Une parabole de l’anthropocène et un chemin pour en sortir
Un. Un personnage important, souriant, pose une assiette de 10 kg de merde sur la table du citoyen : bon appétit ! Un personnage important déclare aux médias qu’il va proposer un nouveau projet. Ce sera une solution novatrice et positive pour résoudre un problème au nom du bien public. La solution a été longuement élaborée, répond aux plus hauts standards, et s’inscrit dans une dynamique de progrès.
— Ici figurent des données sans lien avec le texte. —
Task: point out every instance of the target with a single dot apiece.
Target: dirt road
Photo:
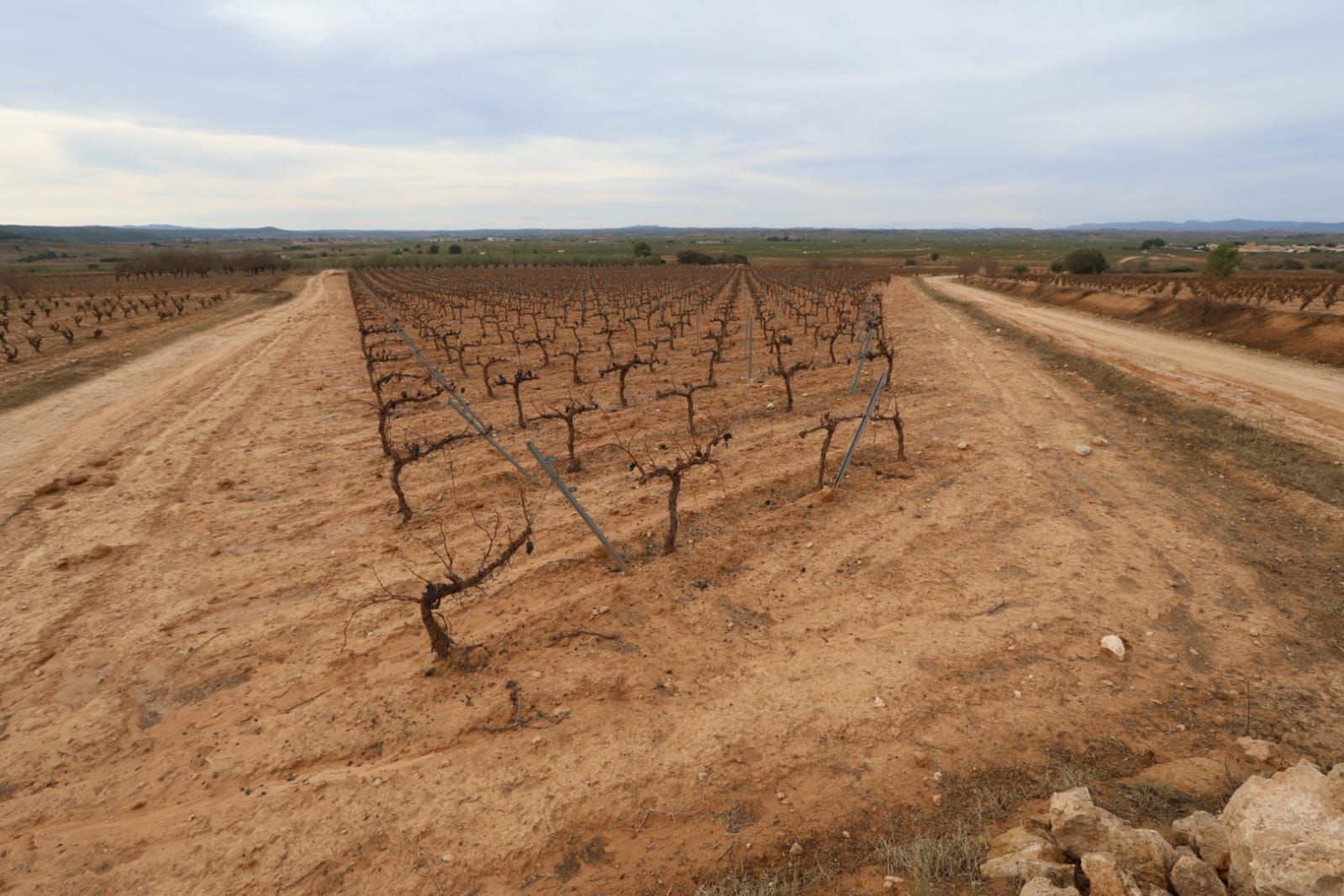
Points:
(182, 709)
(1296, 398)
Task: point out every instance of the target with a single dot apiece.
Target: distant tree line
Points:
(693, 257)
(197, 262)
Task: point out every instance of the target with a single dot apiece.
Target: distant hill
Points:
(1233, 226)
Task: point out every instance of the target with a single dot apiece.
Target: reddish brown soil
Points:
(1315, 336)
(61, 364)
(182, 712)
Deux. Le citoyen le regarde éberlué : ça va pas ? Le hic, c’est que les citoyens n’y croient pas : la solution en question n’en est pas une, ses conséquences sont négatives pour la nature et les gens, les doutes sont nombreux, seule une petite partie des enjeux sont abordés, personne n’a été consulté. Hop, pétition, facebook, manif, panneaux. C’est non !
Trois. Le personnage important, toujours souriant : c’est bon pour vous et pour vos concitoyens. Le personnage important explique que ceux qui se plaignent sont une minorité de gens qui ne pensent qu’à eux, des nimby, des bobos, des grincheux, que l’on ne va tout de même pas arrêter le progrès, que cette agressivité témoigne d’un trouble problématique à l’autorité démocratique, que le financement est déjà prévu, et que ceux qui ne sont pas contents peuvent toujours se présenter aux élections, hahaha ! Le personnage important ajoute que le projet a reçu l’aval d’un comité scientifique, que les autorisations vont être obtenues puisque c’est son copain qui les donne et qu’il est d’accord, et que les effets positifs du projet sont incontournables.
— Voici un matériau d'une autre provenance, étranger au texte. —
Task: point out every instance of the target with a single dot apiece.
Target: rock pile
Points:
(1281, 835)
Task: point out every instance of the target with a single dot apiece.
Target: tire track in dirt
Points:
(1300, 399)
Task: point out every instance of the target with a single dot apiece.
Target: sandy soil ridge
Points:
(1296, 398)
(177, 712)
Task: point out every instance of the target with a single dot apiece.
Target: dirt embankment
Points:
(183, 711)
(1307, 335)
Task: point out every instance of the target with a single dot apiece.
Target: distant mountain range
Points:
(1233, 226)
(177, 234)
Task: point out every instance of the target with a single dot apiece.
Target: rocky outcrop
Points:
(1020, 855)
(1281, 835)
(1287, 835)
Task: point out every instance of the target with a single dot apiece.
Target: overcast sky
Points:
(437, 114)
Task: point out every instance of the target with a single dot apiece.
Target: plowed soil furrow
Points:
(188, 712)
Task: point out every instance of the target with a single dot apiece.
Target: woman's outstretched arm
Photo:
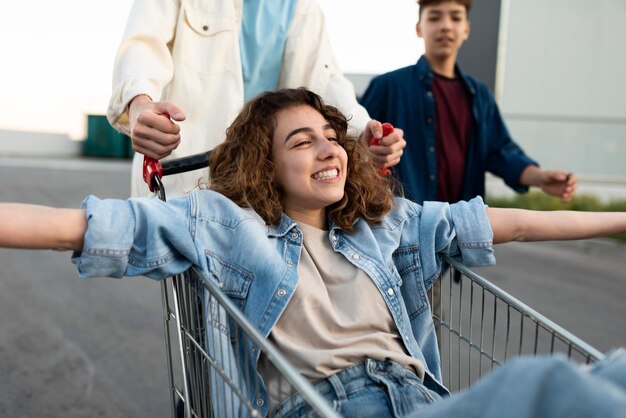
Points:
(41, 227)
(529, 225)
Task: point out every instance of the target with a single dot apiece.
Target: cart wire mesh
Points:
(480, 326)
(214, 377)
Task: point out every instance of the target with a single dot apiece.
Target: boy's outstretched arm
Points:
(529, 225)
(41, 227)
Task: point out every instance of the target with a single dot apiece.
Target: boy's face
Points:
(444, 27)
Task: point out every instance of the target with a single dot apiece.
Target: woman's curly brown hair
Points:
(242, 167)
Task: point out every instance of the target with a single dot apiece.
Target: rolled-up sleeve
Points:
(136, 237)
(473, 232)
(461, 231)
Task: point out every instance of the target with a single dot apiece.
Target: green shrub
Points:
(536, 200)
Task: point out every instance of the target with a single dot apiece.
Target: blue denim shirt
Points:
(404, 98)
(256, 265)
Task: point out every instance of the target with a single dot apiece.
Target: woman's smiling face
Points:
(310, 165)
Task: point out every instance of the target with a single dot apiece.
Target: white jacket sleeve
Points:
(309, 61)
(143, 64)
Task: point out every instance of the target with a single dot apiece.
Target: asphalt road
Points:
(95, 348)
Quatre. Le personnage important ouvre un tout petit peu les yeux et déclare d’un ton pénétré : nous pouvons en discuter. Le personnage important ajoute ensuite que dans sa magnanimité, il accepte une concertation avec les citoyens pour les écouter, comme le prévoit la démocratie.
Cinq. Le citoyen déclare poliment que ça fait tout de même peut-être un peu trop de merde, mais qu’il veut bien lui aussi en discuter. Les citoyens sont réunis dans quelques salles où on leur explique pourquoi le projet est une solution novatrice et positive de progrès pour le bien commun. Ils s’expriment et émettent des réserves, mais ils assurent qu’ils veulent sortir de l’esprit de confrontation et construire avec le personnage important des solutions encore meilleures.
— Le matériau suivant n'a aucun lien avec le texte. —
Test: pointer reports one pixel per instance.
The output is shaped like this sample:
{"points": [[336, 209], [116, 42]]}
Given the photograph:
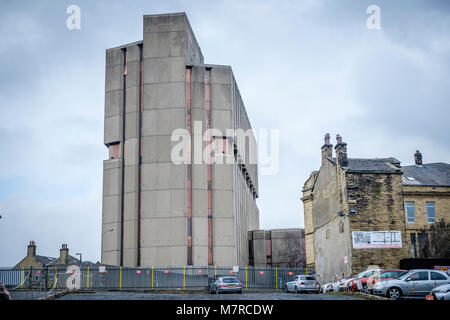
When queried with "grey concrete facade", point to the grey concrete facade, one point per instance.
{"points": [[155, 211], [277, 248]]}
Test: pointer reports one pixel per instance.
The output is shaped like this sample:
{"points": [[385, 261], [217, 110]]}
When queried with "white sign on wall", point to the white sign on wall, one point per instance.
{"points": [[376, 239]]}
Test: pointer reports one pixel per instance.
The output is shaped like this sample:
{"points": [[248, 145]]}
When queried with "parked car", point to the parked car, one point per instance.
{"points": [[4, 293], [328, 287], [335, 286], [385, 274], [441, 292], [303, 283], [226, 284], [359, 282], [418, 282]]}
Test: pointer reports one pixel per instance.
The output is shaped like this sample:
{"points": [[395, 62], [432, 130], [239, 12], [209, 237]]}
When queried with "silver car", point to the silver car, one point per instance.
{"points": [[418, 282], [225, 284], [441, 292], [303, 283]]}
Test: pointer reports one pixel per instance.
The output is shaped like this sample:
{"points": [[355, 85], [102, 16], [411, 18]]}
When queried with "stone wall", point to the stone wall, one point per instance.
{"points": [[378, 200]]}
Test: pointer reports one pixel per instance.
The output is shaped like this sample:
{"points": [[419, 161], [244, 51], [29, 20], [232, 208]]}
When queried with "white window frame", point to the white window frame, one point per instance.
{"points": [[414, 211], [434, 211]]}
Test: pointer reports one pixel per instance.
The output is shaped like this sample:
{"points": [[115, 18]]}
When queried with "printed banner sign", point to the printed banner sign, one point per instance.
{"points": [[376, 239], [442, 268]]}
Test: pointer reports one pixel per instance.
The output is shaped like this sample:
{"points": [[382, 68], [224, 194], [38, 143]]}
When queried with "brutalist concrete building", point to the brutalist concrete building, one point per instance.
{"points": [[157, 212]]}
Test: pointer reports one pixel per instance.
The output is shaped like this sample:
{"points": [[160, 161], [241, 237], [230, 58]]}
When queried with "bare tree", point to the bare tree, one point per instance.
{"points": [[434, 242]]}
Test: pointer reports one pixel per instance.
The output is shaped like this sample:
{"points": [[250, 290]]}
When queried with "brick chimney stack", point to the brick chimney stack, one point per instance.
{"points": [[341, 152], [64, 254], [327, 148], [31, 249], [418, 158]]}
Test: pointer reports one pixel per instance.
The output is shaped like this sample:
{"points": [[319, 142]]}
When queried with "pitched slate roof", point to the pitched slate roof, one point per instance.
{"points": [[431, 174], [375, 165], [70, 260]]}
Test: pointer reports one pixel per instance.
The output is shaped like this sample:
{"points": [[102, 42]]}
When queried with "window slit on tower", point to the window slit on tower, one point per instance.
{"points": [[124, 51], [189, 168]]}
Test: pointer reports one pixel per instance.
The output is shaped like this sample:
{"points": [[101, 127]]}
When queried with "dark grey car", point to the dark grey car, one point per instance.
{"points": [[418, 282], [225, 284]]}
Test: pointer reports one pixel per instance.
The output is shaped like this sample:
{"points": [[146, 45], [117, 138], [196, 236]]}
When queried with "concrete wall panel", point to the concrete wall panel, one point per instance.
{"points": [[165, 95]]}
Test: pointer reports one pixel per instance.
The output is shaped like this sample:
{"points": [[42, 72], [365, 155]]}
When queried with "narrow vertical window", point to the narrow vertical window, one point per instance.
{"points": [[189, 168], [410, 212], [413, 245], [209, 166], [431, 212]]}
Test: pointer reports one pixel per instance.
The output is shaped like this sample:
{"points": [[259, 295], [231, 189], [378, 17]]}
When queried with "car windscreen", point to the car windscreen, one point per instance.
{"points": [[403, 275], [400, 275], [230, 280]]}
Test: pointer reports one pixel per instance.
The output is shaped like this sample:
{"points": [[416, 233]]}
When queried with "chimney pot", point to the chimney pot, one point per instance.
{"points": [[341, 152], [31, 249], [418, 158], [327, 148], [63, 254]]}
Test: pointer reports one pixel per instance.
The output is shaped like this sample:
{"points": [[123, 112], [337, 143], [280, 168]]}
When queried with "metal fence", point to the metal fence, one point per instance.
{"points": [[96, 277]]}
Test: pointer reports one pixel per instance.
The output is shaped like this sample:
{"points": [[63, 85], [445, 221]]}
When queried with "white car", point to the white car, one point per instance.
{"points": [[344, 283], [303, 283], [328, 287], [441, 292], [418, 282]]}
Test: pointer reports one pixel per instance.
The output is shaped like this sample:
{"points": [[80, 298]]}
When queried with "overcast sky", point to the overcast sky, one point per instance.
{"points": [[304, 67]]}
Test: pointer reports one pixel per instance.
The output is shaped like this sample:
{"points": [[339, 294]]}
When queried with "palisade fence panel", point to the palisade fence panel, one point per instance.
{"points": [[95, 277]]}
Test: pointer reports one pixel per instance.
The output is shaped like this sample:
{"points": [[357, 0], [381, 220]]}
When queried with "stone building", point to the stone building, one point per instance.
{"points": [[157, 212], [32, 260], [426, 192], [277, 248], [354, 214]]}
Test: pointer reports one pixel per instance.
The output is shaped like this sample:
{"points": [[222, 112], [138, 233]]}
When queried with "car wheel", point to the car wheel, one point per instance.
{"points": [[365, 289], [394, 293]]}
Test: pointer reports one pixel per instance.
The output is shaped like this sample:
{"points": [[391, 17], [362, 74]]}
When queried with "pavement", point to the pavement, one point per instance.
{"points": [[201, 296]]}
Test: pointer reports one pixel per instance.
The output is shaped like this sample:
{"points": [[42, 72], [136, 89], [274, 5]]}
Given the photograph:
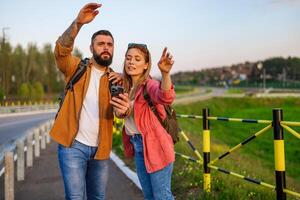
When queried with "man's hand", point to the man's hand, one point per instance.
{"points": [[166, 62], [87, 13], [121, 105], [115, 78]]}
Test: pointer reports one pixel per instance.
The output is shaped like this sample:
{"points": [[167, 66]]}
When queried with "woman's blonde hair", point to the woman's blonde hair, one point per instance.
{"points": [[127, 81]]}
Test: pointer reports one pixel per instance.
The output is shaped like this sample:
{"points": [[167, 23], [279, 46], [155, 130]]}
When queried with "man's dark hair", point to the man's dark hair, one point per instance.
{"points": [[101, 32]]}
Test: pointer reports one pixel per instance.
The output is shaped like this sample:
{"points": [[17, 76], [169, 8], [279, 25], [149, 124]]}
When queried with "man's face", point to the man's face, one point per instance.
{"points": [[102, 49]]}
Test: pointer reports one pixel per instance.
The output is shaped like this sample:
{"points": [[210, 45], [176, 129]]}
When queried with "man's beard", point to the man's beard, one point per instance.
{"points": [[102, 62]]}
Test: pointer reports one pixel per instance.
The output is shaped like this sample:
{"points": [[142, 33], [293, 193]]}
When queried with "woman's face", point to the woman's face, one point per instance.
{"points": [[135, 63]]}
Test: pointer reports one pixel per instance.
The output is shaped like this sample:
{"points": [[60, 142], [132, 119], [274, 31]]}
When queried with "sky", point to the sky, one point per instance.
{"points": [[199, 34]]}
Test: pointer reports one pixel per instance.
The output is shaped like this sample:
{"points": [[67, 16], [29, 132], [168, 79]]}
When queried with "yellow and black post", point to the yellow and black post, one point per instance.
{"points": [[279, 154], [206, 150]]}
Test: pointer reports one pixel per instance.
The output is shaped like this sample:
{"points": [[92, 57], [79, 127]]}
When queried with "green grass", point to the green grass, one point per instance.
{"points": [[255, 159], [235, 91]]}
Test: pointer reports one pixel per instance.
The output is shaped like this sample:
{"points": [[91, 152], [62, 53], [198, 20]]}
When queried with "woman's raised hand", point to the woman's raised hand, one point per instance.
{"points": [[166, 62], [88, 13]]}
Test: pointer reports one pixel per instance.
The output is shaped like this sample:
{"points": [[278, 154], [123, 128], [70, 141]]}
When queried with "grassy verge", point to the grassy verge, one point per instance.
{"points": [[254, 159], [235, 91], [184, 89]]}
Six. Le personnage important retire la moitié du caca, rend l’assiette pleine de 5 kg de merde et déclare d’un air magnanime : vous avez été entendu. Le personnage important modifie quelques points de son projet. En cas de contestation forte, il est même capable de le revoir de manière relativement significative, l’important n’est pas-il pas de créer une solution novatrice pour le progrès de tous ?
Sept. Le citoyen passe à table, avec le sourire. Le citoyen, heureux d’avoir été entendu, déclare aux médias que grâce à sa mobilisation, une solution réellement novatrice et positive a pu être trouvée, qu’il faut savoir faire des compromis et sortir de l’esprit de confrontation, et que la démocratie a vaincu.
Huit. Son enfant jette l’assiette à terre. L’enfant du citoyen entre à ce moment-là dans la pièce et jette l’assiette à terre en déclarant calmement à son parent “n’accepte pas cette lâcheté, tu me ferais honte”, et au personnage important “rentrez chez vous, vous n’êtes pas digne de parler pour nous”.
Moralité : en misant sur son apparence de légitimité et la peur du conflit des citoyens, le pouvoir productiviste remplit le monde de merde. Nous pouvons arrêter d’accepter d’en manger. Nous pouvons établir un rapport de force non-violent avec les pourvoyeurs de caca : ils n’ont pas de légitimité pour imposer leur désastre, nous sommes assez nombreux pour les empêcher de tout défaire.
Retrouvons collectivement le sourire.